En definitiva, aunque la voluntad del Diablo fuera el
exterminio total de los judíos, ¡hombre! digo yo que alguno sí tuvo
que quedar. Y como parece ser que al otro día Jerusalén entera se
hartó de llorar no miento diciendo que alguno sí que quedó.
Luego,
repensándolo con más claridad y tiempo, el Asmoneo no logró encontrar
la salida del laberinto en que en su cólera se había metido. Sucedió
todo tan rápido. ¡Si al menos hubiera olido el guiso que a sus espaldas
se estuvo cociendo! De todas formas tampoco
mostró signo alguno de arrepentimiento. Al contrario. “¡Hay que
ver, es una maravilla lo que tarda un cachorro de la especie humana
en criarse y lo poco que tarda en desangrarse!” se dijo.
El
Asmoneo no se cansaba jamás de maravillarse. Después, durante el
entierro en masa de los desgraciados jerusaleños que quedaron atrapados en las redes de su locura insana, el Asmoneo
no paró de mover la cabeza. Nadie sabía si de lástima o porque estaba
echando en falta algún que otro muerto.
Yo creo que el
Asmoneo hacía sus matanzas con la mente del científico en pleno
proyecto de experimentación de una fórmula nueva. “Si mato doscientos
¿qué pasará? ¿Y si le resto uno y le sumo treinta y tantos?” ¡Un
monstruo! Su amor por la investigación no tenía tope. Ora freía
un manojo de niños made in fariseolandia, ora devoraba
un plato de vírgenes en su salsa. Pero sin dejarse llevar por la
pasión, todo muy correcto, muy escrupulosamente, con la objetividad
fría y acerada de un Aristóteles impartiendo Metafísica al aire
libre.
¡Quién dijo que los hombres no pueden llegar a
ser demonios si sabemos que algunos llegaron a ser como los ángeles!
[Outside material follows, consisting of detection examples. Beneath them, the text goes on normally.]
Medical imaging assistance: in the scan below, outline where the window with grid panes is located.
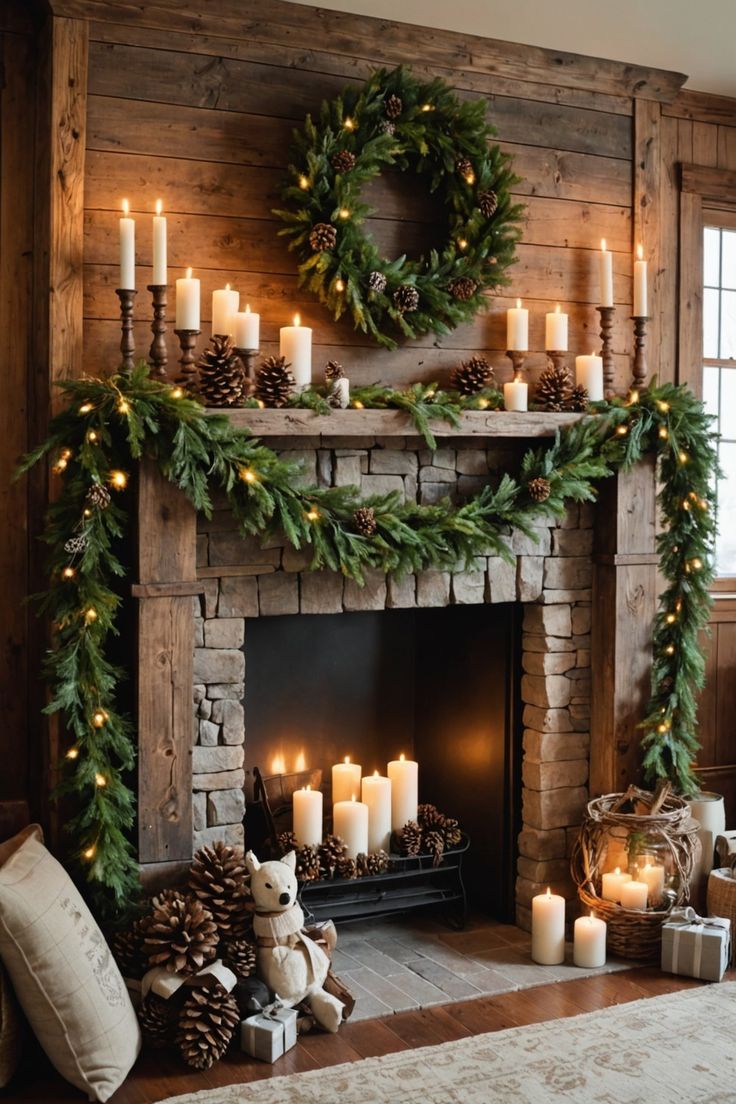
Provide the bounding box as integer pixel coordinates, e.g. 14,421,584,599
703,225,736,578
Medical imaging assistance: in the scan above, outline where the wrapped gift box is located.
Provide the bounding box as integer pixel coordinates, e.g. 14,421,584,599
241,1008,297,1062
662,909,730,981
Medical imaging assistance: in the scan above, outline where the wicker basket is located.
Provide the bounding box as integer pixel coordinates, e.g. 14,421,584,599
570,786,697,963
Lo llamaron el Asmoneo -su apodo para la posteridad-
en memoria de un tocayo del infierno, un diablo de la corte del
príncipe de las tinieblas. Igualito que su tocayo maligno Alejandro Janneo sentía por el trono un amor asesino
que le devoraba las entrañas y le transformaba la sangre en fuego.
Fuego en vez de sangre tenía en las venas el Asmoneo.
El fuego le salía por los ojos de lo malo que eran sus pensamientos.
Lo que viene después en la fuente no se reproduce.